The government has maintained that residents are employees first and foremost, according to a brief the U.S. filed urging the high court to reject Mayo's appeal. Officials also argued that the government has the authority to clarify federal regulations.
But the medical and educational community says the government inappropriately changed the rules to skirt prior judicial precedents they argue should stand. That's according to a joint friend-of-the-court brief filed by the Assn. of American Medical Colleges, the American Council on Education and several other educational organizations, and a separate brief filed by Georgetown University and seven other universities, collectively representing hundreds of residency programs.
"Certainly, agencies do have the authority to change the rules. But they can't be what we call arbitrary and capricious, and these certainly seem to be very arbitrary," said Ivy S. Baer, director and regulatory counsel of health care affairs for the AAMC.
The IRS rules do not take into account how physicians are trained, she said. "The day you graduate medical school ... you can't just hang up a shingle and start practicing. There's a recognition that there is still a need for training."
Subjecting residents to additional taxes could reduce incentives for medical institutions to sponsor critical training at a time when the nation needs more doctors, the AAMC brief argued. And with young physicians facing increasing debt coming out of medical school, the added tax burden could push some doctors toward higher-paying specialties and away from lower-paying positions such as primary care, where the country's shortages are the worst, said Perry A. Pugno, MD, MPH, director of the American Academy of Family Physicians' division of medical education.
"The people [the new IRS rules are] going to affect are those the country needs the most now, and that's primary care," he said.
The average debt for medical students graduating in 2008 was $155,000, a 53% increase since 1998, according to a 2009 Government Accountability Office report.

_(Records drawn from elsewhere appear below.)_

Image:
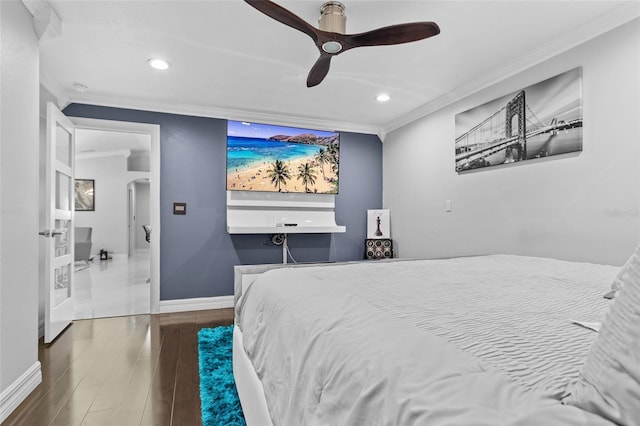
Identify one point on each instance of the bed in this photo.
(496, 339)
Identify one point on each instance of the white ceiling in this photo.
(231, 61)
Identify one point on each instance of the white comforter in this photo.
(480, 340)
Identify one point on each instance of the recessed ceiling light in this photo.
(159, 64)
(79, 87)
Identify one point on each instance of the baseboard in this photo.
(19, 390)
(195, 304)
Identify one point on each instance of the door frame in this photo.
(153, 130)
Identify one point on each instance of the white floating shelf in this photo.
(285, 229)
(251, 213)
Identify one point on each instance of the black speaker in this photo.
(378, 248)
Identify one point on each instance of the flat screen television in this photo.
(270, 158)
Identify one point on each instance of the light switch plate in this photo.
(179, 208)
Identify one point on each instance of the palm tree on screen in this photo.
(322, 158)
(307, 175)
(279, 174)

Once out of school, residents may earn stipends averaging about $45,000, the study said.
Whereas employment standards use a 40-hour workweek to set a typical employee's income, residents spend up to 80 hours meeting the rigorous educational and training standards of their sponsoring universities or teaching institutions, Dr. Pugno said. And the young doctors often must repay their loans while in training, which can take up a significant portion of their salary.

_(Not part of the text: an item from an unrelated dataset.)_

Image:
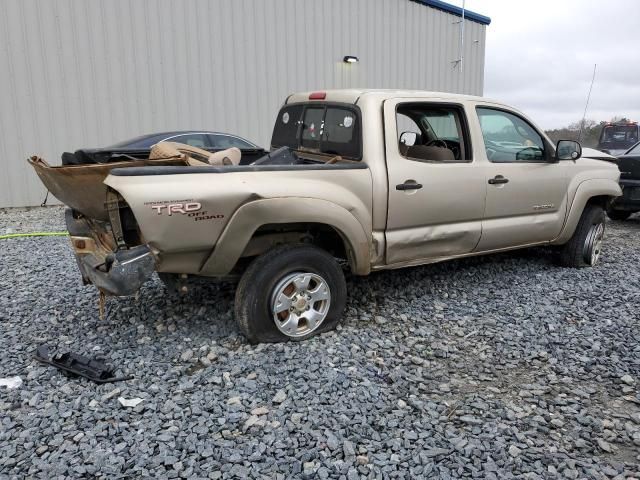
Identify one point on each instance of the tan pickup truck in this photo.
(356, 180)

Residents "are primarily learners putting in lots and lots of hours, and one consequence of their learning behavior is providing services -- supervised services -- to patients. But the person responsible is generally the supervising professor or teacher, and the resident physician is there for the learning encounter," Dr. Pugno said.

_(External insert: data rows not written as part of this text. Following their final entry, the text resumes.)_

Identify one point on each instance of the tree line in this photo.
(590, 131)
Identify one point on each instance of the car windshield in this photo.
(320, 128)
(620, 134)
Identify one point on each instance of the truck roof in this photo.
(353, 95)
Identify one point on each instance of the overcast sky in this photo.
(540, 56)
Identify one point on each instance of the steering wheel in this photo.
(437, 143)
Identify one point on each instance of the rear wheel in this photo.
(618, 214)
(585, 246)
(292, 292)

The government apparently relented somewhat amid the ongoing litigation. The IRS in March made an administrative determination to accept the position that residents are excluded from FICA taxes for tax periods before April 1, 2005, the date the new regulations took effect.
But until the Supreme Court resolves the issue, the rules remain in play.
A win in the high court would not necessarily guarantee that all residents and residency programs would be exempt from having to pay FICA taxes, the AAMC's Baer said. But it would give them a chance to prove their eligibility.
Amy Lynn Sorrel covered legal, antitrust, fraud and liability issues from 2005 to 2010, and has also written the "In the Courts" column.